933 ve 960 arasına sıkışan seneleri düşünüyorum… kimi harb demiş, kimi sulh demiş, iktidar demiş, seçim demiş, atom demiş, füze demiş… biz ise sadece futbol demiş durmuşuz… kısaca, bu arada dünyada bütün olup bitenleri ancak bir tiyatro seyreder gibi seyredebilmişiz… pearl harbour baskını, malta konferansı, dunkerk çekilmesi, kral faruk’un kovulması, suriye, ırak ihtilâlleri, iran şahının boşanması, çoklarına geçen senelerin birer yardımcı hatırlama noktaları olurken, biz meselâ (5-4) yenildiğimiz beşiktaş, (1-1) berabere kaldığımız fenerbahçe maçlarınınirengi noktaları yaparak hâtıralarımızı plânlamışız. sene başları, doğum günleri, bayramlar, ve hemen hemen bütün insanları bambaşka heyecanlandıran buna benzer müstesna günler, bizler için alelâdeleşip, yerlerini millî, fenerbahçe, beşiktaş gibi mühim maçların günlerine bırakıvermişler… çörçilmiş, mak artürmüş, rommelmiş, hitlermiş, ayzenhovermiş… dünya sahnesinin bu baş artistlerine omuz silkip kendi küçük sahamızın eski, yeni virtüozları hüsnülerin, hakkıların, nihatların, zekilerin, budurilerin, şükrülerin, cihatların, fikretlerin, lefterlerin, turgayların, canların, metinlerin, suatların peşlerine takılmışız…

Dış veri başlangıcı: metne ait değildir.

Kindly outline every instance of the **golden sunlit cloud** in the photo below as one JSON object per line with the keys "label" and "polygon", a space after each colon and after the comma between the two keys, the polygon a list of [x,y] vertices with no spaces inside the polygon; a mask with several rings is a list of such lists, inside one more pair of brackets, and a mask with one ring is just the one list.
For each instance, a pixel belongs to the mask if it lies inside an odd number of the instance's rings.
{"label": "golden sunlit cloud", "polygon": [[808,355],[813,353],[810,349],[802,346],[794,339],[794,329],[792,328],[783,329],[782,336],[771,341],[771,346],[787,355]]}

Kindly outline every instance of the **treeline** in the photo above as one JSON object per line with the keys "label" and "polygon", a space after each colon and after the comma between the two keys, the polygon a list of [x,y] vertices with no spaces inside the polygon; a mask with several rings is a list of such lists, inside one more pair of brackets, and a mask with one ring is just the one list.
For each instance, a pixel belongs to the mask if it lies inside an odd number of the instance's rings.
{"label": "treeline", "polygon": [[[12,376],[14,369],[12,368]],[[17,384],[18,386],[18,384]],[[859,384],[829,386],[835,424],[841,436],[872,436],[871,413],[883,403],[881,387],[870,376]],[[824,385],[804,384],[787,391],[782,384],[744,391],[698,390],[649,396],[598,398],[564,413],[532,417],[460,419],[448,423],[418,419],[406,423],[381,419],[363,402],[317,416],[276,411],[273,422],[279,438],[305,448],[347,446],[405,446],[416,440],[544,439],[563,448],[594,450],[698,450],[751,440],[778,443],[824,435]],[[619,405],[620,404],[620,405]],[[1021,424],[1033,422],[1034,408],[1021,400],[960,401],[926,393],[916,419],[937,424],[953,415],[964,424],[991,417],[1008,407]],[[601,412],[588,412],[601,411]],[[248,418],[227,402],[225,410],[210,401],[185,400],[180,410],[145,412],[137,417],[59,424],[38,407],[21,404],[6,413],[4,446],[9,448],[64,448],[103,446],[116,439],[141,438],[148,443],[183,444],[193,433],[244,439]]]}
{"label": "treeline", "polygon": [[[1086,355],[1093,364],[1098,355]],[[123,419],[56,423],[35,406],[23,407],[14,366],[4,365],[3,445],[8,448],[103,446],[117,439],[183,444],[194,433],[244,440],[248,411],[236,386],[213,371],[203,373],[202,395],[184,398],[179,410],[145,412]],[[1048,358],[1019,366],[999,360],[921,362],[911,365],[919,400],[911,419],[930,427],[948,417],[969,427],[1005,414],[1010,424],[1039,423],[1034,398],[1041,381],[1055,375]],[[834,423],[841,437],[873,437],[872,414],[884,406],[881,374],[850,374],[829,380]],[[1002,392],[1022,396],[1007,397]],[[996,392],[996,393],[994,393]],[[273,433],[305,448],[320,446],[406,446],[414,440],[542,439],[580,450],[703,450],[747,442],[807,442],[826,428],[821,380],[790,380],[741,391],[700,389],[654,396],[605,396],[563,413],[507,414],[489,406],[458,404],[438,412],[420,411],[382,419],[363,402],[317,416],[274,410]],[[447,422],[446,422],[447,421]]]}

diyeceğim, seneler bizi yavaş yavaş nasıl da tâ gırtlağımıza kadar şu futbola batırmış…
işte şimdi de içlerimiz korku, heyecan, sevinç karışımı tuhaf hislerle dopdolu, bizler için çok büyük bir gün olan pazarı bekliyoruz…
tıpatıp aynı duygularla o günü gözleyen fenerbahçeli, galatasaraylı kardeşler! sizleri müşterek içlenmelerle yakınlaşanların samimiyetiyle kucaklıyorum.